Presentation Summary
In the following presentation, we’ll review how the company StreamSets ingests data into Neo4j for master data management. Streamsets was founded in 2014 to address the growing need for a data integration tool that could handle streaming and big data, and today have more than two million downloads worldwide.
The core problem most enterprises face is that data is spread out across a number of systems. Master data management, the practice of building a single point of reference from which insights can be drawn, helps tackle this issue.
In the following blog post, Pat walks us through a product support use case to demonstrate how StreamSets uses Neo4j to integrate and explore disparate data to uncover important connections.
Full Presentation: Ingesting Data into Neo4j for Master Data Management
What we’re going to be talking about today is how StreamSets uses Neo4j for master data management (MDM):
I’m a technical director at StreamSets, where I help companies unlock the value of big data. In the following presentation, I’m going to start by providing a bit of context surrounding master data management, and walk through a product support use case.

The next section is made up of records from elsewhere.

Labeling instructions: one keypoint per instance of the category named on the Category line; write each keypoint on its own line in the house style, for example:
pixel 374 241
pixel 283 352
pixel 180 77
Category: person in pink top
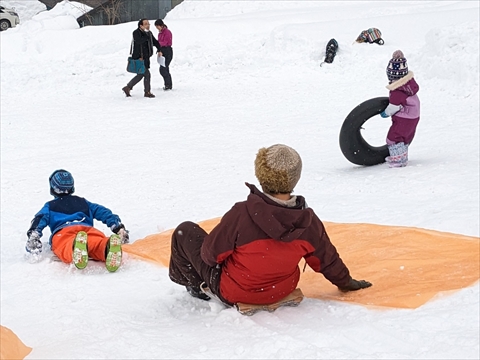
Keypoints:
pixel 165 41
pixel 403 107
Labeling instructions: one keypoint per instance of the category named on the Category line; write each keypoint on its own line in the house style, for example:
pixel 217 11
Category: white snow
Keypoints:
pixel 246 75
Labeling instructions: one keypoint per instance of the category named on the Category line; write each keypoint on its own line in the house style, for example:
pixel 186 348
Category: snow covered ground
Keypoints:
pixel 246 75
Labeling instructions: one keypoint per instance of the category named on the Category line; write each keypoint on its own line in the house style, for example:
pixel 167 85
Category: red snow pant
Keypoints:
pixel 62 243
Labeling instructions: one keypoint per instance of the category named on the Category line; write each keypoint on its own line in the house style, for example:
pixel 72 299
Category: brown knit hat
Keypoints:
pixel 278 169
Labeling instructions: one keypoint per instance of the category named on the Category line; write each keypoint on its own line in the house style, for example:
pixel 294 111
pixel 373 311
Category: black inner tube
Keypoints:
pixel 353 145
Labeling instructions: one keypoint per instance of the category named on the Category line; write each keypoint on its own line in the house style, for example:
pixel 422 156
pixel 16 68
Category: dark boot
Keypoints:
pixel 126 90
pixel 196 292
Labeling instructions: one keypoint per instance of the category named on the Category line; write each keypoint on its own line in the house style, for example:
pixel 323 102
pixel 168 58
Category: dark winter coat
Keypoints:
pixel 142 46
pixel 259 244
pixel 71 210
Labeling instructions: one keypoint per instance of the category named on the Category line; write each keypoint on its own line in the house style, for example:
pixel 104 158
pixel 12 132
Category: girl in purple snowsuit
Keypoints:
pixel 403 107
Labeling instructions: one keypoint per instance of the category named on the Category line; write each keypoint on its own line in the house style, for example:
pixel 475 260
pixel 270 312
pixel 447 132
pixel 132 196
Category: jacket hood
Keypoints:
pixel 277 221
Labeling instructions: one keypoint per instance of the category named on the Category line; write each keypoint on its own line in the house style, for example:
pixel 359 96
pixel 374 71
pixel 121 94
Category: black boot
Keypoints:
pixel 196 292
pixel 126 90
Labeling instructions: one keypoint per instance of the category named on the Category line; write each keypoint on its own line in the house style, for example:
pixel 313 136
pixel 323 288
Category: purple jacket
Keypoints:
pixel 165 37
pixel 403 94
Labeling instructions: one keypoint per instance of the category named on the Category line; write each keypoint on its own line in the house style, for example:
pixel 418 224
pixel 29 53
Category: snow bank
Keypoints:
pixel 25 9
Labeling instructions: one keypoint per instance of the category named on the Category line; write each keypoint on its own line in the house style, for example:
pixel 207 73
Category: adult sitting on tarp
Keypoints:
pixel 142 48
pixel 252 255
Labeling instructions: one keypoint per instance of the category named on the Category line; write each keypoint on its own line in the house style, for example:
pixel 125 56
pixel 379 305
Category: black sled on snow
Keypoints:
pixel 330 51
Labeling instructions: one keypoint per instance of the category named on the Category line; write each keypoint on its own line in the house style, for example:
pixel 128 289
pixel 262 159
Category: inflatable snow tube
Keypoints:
pixel 353 145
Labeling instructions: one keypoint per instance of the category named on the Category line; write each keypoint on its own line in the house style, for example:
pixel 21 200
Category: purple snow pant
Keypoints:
pixel 186 265
pixel 402 130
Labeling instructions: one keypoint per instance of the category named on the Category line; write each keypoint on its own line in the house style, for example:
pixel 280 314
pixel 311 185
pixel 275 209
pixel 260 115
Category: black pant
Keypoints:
pixel 186 265
pixel 165 70
pixel 146 80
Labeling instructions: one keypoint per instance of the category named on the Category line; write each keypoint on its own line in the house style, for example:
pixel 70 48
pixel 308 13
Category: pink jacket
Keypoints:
pixel 403 100
pixel 165 37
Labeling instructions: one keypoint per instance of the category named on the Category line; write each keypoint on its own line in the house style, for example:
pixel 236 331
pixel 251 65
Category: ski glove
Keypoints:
pixel 355 285
pixel 124 235
pixel 34 245
pixel 120 230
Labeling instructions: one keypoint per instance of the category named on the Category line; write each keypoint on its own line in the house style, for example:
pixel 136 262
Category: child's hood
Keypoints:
pixel 407 84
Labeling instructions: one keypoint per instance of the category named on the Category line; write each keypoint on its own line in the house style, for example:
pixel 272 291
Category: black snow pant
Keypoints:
pixel 165 70
pixel 186 265
pixel 146 80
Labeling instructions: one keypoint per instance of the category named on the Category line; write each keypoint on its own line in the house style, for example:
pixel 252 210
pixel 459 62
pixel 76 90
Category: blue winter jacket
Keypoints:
pixel 71 210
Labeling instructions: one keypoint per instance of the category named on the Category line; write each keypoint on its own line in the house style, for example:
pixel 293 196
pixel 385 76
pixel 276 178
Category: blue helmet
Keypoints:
pixel 61 183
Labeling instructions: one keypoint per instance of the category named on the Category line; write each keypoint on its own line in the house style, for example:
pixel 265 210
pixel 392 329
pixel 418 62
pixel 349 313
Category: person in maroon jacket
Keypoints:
pixel 252 255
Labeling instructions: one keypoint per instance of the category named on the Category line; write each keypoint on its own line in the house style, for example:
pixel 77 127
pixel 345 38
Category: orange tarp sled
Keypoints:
pixel 11 347
pixel 407 266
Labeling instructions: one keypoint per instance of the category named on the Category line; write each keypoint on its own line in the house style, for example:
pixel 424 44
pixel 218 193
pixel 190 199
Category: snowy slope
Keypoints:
pixel 246 74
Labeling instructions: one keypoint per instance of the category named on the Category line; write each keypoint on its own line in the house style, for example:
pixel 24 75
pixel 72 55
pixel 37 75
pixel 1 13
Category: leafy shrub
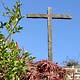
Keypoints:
pixel 44 70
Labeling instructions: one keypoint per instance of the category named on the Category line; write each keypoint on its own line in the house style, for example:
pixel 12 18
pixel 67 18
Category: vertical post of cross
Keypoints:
pixel 49 34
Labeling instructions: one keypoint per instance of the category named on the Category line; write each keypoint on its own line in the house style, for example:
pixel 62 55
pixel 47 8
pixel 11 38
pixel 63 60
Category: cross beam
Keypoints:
pixel 49 16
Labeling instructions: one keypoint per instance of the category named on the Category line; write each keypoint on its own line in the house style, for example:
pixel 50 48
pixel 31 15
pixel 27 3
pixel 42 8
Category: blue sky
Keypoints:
pixel 66 33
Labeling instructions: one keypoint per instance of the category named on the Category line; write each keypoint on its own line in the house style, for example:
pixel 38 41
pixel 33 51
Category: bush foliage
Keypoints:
pixel 15 63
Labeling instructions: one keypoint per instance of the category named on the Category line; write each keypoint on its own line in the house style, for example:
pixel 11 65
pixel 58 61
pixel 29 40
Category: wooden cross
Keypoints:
pixel 49 16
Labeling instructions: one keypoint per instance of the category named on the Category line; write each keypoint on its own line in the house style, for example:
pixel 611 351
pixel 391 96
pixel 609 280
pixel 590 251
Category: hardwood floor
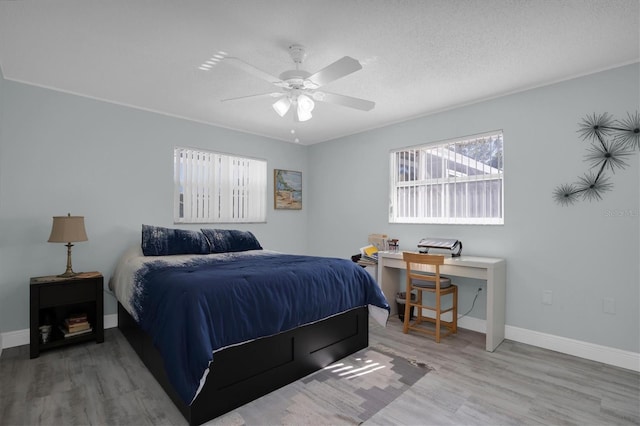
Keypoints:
pixel 106 384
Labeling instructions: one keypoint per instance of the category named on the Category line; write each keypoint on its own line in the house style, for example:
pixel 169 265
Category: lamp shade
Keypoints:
pixel 67 229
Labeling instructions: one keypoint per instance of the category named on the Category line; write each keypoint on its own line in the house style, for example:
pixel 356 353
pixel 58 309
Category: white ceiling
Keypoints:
pixel 418 56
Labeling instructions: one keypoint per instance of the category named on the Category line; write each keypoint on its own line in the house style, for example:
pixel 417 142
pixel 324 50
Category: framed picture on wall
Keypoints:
pixel 287 190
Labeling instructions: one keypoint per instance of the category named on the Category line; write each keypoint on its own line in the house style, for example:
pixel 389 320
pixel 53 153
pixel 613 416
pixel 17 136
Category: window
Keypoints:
pixel 455 182
pixel 210 187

In this example, we’ll analyze customer support tickets and join data from different sources through the open source StreamSets Data Collector toolm and then move the data into Neo4j. I’ll focus on how to join and unify our data using Cypher, and how to derive insights from our data once it’s all together.
About Streamsets
The StreamSets founders have extensive experience in data integration and big data through their previous roles at Informatica and Cloudera. Through this work, they realized that the already-existing data integration tools failed to adequately address the world of streaming data, big data or NoSQL, and were instead still oriented towards a static schema in a relational database world.
This resulted in the creation of StreamSets. Today we have dozens of customers, half of which are from the Global 8000 and half which are comprised of smaller companies. Over 2,000 different companies have downloaded the StreamSets Data Collector, and we’ve seen over one million downloads worldwide:
Our tool’s broad connectivity is really what sets us apart, and we can connect to over 50 different data stores and streaming systems. The innovation in our engineering team goes right back to the dawn of Hadoop, and includes experts in Spark, Sqoop and Flume.
Master Data Management
The core problem in any enterprise is the fact that data is spread out across a number of systems according to its purpose, either on-premise or in the cloud.

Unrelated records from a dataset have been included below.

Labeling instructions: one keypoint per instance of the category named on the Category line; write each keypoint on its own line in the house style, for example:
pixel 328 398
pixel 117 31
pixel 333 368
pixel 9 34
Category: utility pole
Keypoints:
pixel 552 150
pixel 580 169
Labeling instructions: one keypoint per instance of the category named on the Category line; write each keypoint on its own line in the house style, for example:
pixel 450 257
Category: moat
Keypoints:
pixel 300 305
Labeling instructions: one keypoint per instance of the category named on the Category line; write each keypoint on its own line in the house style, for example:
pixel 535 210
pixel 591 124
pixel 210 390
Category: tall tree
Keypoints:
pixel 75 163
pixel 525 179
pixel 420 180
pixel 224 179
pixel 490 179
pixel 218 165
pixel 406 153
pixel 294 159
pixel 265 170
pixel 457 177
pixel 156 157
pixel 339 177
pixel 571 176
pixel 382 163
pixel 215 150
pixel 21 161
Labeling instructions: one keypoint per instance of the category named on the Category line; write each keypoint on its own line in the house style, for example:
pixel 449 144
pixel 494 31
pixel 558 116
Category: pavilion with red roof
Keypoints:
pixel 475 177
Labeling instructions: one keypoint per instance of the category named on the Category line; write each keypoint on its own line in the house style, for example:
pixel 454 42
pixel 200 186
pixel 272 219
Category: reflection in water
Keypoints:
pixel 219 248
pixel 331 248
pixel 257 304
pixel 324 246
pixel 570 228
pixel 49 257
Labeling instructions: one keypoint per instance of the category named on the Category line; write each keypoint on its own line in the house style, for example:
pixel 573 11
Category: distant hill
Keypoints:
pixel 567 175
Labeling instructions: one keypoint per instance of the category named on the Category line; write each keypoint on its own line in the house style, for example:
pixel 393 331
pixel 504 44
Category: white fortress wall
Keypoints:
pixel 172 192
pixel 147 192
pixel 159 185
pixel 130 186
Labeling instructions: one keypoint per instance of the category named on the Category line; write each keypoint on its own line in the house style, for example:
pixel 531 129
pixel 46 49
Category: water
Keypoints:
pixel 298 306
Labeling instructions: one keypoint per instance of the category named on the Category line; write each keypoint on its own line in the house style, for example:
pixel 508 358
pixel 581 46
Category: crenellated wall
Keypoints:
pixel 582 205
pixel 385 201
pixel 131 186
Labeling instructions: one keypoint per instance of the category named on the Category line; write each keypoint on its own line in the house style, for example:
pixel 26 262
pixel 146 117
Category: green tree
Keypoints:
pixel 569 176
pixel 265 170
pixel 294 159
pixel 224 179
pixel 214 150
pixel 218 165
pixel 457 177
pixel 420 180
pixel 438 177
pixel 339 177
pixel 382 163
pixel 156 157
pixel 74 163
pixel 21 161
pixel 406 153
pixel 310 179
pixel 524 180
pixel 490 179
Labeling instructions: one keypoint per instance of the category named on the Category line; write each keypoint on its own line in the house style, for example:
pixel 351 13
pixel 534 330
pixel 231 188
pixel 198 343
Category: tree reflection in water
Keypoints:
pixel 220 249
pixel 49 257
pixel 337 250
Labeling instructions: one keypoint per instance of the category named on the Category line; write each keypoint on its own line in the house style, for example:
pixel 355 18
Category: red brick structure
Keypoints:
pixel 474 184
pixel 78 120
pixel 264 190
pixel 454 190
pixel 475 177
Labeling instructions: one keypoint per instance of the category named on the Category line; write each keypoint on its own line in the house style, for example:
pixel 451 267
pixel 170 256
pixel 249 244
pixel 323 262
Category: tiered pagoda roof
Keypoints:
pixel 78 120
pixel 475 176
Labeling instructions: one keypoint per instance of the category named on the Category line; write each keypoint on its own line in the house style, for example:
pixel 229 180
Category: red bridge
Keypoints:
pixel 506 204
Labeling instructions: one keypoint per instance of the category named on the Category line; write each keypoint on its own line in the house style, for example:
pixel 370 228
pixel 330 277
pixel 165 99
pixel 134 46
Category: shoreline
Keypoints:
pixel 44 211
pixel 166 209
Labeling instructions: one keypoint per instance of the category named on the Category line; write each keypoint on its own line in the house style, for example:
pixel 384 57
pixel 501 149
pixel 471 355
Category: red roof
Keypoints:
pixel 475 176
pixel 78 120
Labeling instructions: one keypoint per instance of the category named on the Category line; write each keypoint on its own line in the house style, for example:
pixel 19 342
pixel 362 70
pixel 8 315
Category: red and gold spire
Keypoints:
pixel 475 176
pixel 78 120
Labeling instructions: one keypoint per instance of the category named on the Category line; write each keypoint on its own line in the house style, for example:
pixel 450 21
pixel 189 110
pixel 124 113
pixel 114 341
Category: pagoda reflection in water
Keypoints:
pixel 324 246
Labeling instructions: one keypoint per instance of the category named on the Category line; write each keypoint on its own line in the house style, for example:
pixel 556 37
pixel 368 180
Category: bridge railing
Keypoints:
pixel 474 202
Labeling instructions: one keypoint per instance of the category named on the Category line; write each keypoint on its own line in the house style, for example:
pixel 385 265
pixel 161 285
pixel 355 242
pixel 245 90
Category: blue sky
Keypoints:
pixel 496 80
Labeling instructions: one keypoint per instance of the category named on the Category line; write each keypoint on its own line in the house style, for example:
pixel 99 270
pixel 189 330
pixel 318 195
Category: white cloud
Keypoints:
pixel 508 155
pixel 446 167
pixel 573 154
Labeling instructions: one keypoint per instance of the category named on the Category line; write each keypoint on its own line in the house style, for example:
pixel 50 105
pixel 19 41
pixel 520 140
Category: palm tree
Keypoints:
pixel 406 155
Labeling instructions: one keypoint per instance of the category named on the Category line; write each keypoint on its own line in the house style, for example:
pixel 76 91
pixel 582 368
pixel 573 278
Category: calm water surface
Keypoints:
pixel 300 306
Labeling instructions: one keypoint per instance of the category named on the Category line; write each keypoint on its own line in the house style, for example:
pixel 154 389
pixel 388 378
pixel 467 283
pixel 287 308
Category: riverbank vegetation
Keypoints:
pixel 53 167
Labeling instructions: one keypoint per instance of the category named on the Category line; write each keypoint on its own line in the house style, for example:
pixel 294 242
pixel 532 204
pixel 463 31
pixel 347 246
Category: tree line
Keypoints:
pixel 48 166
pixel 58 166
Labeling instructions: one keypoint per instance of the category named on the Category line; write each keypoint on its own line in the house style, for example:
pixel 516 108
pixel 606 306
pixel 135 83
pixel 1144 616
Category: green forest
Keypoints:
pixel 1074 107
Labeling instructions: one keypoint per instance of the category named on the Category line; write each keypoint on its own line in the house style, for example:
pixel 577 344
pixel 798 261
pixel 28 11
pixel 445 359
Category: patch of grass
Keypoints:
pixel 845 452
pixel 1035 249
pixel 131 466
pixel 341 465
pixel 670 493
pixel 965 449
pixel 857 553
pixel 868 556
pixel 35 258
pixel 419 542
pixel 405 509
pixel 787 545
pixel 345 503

Data also often overlaps, which can be a good thing if we want to correlate between data in different places using common identifiers. But too much data overlap is a pain point, because it obscures the “source of truth” for any given piece of data. It’s also difficult to draw insights from data scattered across multiple systems.
Master data management is the practice of building a single point of reference from which insights can be drawn. Traditional master data management required copying data into a relational database – but what if we use Neo4j or another graph database? The rest of the presentation focuses on how we build systems that synchronize data into a single location with Neo4j.

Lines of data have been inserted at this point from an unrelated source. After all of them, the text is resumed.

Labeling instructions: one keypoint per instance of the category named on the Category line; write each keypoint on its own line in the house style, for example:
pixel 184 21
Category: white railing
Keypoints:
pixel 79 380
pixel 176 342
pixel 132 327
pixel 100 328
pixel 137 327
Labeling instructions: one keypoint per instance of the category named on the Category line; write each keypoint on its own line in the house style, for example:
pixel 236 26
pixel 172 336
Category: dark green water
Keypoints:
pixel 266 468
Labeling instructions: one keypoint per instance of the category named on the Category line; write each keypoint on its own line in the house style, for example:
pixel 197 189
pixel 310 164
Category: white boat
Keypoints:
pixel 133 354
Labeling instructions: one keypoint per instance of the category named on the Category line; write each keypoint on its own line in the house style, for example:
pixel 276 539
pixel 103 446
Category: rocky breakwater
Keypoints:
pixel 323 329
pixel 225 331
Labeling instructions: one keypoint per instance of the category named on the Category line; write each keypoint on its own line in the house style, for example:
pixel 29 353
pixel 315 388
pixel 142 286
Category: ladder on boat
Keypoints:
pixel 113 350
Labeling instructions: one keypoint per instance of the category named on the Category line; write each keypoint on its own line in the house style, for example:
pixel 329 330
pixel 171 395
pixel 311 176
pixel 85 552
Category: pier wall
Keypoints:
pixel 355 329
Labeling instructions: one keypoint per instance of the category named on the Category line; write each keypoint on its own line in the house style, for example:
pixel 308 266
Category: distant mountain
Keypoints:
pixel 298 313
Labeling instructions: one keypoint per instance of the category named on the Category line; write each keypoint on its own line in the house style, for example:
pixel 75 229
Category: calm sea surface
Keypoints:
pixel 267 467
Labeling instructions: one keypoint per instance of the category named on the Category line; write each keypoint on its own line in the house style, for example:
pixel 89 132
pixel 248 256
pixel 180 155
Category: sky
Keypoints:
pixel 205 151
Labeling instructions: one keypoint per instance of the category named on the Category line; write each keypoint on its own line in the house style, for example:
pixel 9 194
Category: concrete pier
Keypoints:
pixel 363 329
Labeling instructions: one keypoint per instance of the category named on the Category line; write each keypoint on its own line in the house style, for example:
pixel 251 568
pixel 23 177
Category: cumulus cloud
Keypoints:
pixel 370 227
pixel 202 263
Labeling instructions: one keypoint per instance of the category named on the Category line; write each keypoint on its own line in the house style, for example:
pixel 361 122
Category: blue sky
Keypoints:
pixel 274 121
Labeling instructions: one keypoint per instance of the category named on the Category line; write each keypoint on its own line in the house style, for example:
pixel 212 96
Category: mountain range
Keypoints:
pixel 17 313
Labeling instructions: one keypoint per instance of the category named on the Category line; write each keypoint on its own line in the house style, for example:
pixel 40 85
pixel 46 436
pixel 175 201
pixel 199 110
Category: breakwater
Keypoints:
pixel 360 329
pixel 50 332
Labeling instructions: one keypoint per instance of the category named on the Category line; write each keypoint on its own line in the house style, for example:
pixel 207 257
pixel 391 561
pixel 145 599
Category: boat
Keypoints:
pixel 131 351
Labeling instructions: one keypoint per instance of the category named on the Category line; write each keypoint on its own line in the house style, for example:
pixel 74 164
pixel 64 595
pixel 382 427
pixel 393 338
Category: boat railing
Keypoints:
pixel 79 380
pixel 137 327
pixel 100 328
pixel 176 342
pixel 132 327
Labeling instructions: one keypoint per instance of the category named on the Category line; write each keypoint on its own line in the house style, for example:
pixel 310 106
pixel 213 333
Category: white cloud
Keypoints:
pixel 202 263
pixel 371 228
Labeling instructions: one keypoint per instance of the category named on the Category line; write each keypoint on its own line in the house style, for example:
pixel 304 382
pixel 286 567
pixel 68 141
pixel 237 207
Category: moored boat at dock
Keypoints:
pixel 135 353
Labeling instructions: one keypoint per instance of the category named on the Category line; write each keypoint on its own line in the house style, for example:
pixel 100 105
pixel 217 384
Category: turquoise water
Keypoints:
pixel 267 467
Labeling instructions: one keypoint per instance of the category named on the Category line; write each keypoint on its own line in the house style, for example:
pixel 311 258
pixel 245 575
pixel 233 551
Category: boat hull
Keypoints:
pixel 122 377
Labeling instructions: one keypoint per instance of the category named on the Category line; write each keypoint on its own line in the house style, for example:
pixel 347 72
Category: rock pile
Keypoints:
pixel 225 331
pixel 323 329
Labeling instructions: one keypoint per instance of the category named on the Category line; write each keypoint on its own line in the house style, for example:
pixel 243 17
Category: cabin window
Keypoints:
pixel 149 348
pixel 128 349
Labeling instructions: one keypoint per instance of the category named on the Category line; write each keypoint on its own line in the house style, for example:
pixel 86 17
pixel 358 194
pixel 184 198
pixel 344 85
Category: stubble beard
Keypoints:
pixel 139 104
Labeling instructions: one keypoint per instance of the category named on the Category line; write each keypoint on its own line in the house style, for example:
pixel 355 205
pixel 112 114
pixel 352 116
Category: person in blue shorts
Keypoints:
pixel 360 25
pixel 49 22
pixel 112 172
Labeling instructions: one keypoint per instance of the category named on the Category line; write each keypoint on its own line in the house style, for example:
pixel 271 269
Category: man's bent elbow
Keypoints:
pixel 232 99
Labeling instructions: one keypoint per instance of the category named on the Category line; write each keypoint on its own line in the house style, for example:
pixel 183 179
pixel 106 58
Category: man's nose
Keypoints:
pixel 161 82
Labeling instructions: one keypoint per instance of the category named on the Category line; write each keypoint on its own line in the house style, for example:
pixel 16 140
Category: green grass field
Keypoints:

The Use Case: Product Support
In this use case, we’re going to explore a customer service platform (SaaS) that holds support tickets statuses and assigns tickets to support engineers. Data points includes features like the status priority, the date the ticket was opened and the subject. In addition to our support engineers, our managers can also log in to view the ticket status.
Our on-premise, relational HR database system serves as the source of truth for our organization’s reporting hierarchy, so if there’s any discrepancy between the SaaS customer service platform and the HR system, the HR system wins.
Finally, we have a simple device monitoring system that provides fault data in the form of a flat, delimited files.
The question is: How can we bring all of this together to obtain a holistic view that allows us to run queries, from faults all the way through to the reporting hierarchy?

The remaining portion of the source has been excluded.